The paradox is that if you always do things by the book, you are easily replaced. If your boss can teach someone else to do what you are already doing, you are, unfortunately, disposable. If you work hard, do more than is expected of you, find more efficient ways of doing things, find ways to reduce overhead and develop your leadership skills, you may be seen as a “wild card”, but you will become indispensible to the company. You might get into more trouble, but they will see the value in what you are doing.

However, the company isn’t usually where the biggest opportunities are. As scary and unusual as this may sound, owning your own business is where you will find greater opportunities. Your only upper limit is the number of people you can serve.

The Potential of Creative Work

The reason creativity is so highly valued is because it allows people to develop multiple channels of passive income. They don’t have to be limited to any single medium, and if they’ve gone through the process of creating a successful business once, chances are they can duplicate that feat again.

Passive income may not come easily, but even just a few hundred dollars of residual income on a monthly basis is hugely beneficial. If you develop a product and put it out into the world, it might make you a little, and it might make you a lot. The wonderful part about this is that you don’t ever have to stop at one product. You can keep creating!

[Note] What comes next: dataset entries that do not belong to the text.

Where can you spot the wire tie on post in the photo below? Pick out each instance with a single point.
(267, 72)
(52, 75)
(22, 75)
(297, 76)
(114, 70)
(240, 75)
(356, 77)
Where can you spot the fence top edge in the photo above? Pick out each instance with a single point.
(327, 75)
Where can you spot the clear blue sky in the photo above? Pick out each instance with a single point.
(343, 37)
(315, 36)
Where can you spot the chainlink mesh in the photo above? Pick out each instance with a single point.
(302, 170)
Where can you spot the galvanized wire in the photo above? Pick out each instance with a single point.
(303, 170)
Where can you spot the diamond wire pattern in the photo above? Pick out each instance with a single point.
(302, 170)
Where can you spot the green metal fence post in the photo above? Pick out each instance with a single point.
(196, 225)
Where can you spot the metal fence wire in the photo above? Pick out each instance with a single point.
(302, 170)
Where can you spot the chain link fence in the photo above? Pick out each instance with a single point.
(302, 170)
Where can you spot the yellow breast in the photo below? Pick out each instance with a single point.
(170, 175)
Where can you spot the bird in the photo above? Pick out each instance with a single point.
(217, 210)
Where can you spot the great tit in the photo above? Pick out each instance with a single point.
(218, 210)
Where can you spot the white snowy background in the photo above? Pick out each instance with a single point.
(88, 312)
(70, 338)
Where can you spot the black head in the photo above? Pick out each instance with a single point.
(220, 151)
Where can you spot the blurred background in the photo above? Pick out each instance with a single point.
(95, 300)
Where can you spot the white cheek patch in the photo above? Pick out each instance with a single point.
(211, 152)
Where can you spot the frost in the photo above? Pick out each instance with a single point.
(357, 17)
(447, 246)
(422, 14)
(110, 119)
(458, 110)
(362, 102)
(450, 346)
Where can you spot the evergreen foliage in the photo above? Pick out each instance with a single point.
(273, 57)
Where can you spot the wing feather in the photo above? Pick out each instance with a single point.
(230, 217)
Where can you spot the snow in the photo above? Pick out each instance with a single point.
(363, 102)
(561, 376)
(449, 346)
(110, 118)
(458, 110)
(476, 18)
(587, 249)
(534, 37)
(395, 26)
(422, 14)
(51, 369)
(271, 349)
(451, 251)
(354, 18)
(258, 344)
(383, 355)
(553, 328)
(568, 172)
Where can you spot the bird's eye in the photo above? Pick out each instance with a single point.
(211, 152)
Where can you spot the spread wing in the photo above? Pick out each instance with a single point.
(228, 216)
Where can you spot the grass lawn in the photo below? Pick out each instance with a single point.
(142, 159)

Take a moment to consider these questions.

Do you know any wealthy authors? Sure you do. There are some that have sold hundreds of millions of books.

Do you know any wealth painters? The starving artist may be an archetype for a reason, but there are plenty of paintings that have sold for millions of dollars.

How about blogging? Of course there are wealthy bloggers! Some online writers make five figures every month!

There couldn’t possibly be any rich musicians out there, right? Oh wait, of course there are!

In virtually every creative field, there are examples of people who have become wealthy. You may argue that they are the “lucky few”, but you have to begin thinking in terms of value. Does creative work give you the chance to create more value, or less value than your job currently allows you to?

Of course you can add value to people at your job. In fact, that’s probably a pretty good place to start. However, when will you ever be given the opportunity to make even just a few hundred dollars extra on the side. It’s pretty rare.

With creative work, you at least have the chance, even if you think it’s remote.

Having said that, becoming successful in any endeavor is going to require tenacity, consistency and hard work anyway. The overwhelming majority (if not all) successful people didn’t make it overnight.

So, what’s stopping you from creating?